Колдун снова устремил взгляд туда, где пел под музыку усердно старавшегося менестреля Князь горных дорог.
«Подожгли однажды замок четырёх дворян. Их старик-дворецкий редкий был смутьян. Он тушил пожар в астрале, покуда те спасенья ждали, сам же он курил кальян… и был до самой смерти пьян».
Круду аплодировали. Приглядевшись, Колдун удивлённо расширил взгляд. Круд поднимал руки к небу, выводя последние слова песни, и похоже было, будто он размешивал бесплотный поток света в небе. На самом же деле воруртайли и феи словно сошли с ума — они гонялись друг за другом, будто ослеплённые радиацией, и попеременно то одна, то другая голова в толпе озарялась голубым светом фей, а сразу после этого омрачалась полутенью воруртайлей.

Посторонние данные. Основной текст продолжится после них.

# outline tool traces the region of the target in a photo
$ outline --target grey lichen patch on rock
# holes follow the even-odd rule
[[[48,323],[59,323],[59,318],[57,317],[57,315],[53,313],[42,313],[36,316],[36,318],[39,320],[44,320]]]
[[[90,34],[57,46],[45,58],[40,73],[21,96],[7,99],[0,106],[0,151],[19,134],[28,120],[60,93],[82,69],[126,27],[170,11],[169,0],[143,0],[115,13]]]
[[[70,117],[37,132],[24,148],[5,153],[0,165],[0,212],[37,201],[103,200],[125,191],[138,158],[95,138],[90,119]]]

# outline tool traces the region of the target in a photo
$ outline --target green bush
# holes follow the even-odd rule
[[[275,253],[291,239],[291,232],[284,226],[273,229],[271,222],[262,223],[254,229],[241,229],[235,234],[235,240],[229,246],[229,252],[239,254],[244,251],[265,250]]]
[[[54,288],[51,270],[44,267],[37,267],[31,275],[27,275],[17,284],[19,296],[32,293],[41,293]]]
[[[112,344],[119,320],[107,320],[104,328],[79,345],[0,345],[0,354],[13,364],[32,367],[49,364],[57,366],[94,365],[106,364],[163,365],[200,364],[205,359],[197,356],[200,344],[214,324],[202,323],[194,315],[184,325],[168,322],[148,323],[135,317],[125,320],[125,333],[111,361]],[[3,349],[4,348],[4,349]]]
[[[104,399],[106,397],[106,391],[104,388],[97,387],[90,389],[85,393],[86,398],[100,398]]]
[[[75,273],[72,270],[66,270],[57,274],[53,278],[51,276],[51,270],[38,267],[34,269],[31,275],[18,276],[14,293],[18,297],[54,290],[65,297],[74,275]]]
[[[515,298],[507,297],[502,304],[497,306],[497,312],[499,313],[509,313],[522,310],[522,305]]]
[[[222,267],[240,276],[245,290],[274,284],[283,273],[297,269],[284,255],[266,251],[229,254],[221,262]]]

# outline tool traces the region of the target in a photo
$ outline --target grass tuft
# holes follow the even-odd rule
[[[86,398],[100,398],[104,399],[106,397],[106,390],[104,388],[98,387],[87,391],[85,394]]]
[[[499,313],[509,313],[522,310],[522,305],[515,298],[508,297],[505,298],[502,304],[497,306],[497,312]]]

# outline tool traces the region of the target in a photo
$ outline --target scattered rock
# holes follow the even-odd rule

Колдун не успел понаблюдать за этой фантасмагорией, прежде чем молодой менестрель перешёл чуть дальше. Пока собрание участников Голубого карнавала неспешно перетекало с одного места на другое, среди фей и воруртайлей наступило спокойствие — по сравнению, конечно, с тем, что было только что. Круд снова пел одну из песен Хоффнунга, теперь уже полностью завладев вниманием публики на площади Кюнхайт. Прежде чем петь снова, Князь приблизился к Колдуну и отдал мистичке свою алую накидку. Свита Круда уже была занята какими-то приготовлениями. Никто пока не знал, какими. Он пел соло последний куплет песни, который, как оказалось, никто больше не знал, одновременно кружась в лёгком одиночном танце под еле заметные знаки своего крепостного танцора, который стоял поодаль, изредка суфлируя.
«И Звезда зажигает наш взгляд. Наш огонь — её слёзы и смех. Наши дни — бесконечен их ряд. Мы не ищем пустых утех. И мы знаем, что так было всегда, что Звездою белой любим, кто пройдет все преграды один и рассеет весь страх, будто дым, и падёт распростёртой звездой на грешную землю».
Белый свет Утренней звезды, казалось, проникал даже из-за горизонта. По крайней мере, в глазах людей отражался именно он, хотя не вечером же быть ему. Ну а почему бы и нет? Голубой карнавал продолжался. Колдун чувствовал, что это ещё не конец. Можно даже сказать (хотя такие фразы и тривиальны), что это только начало.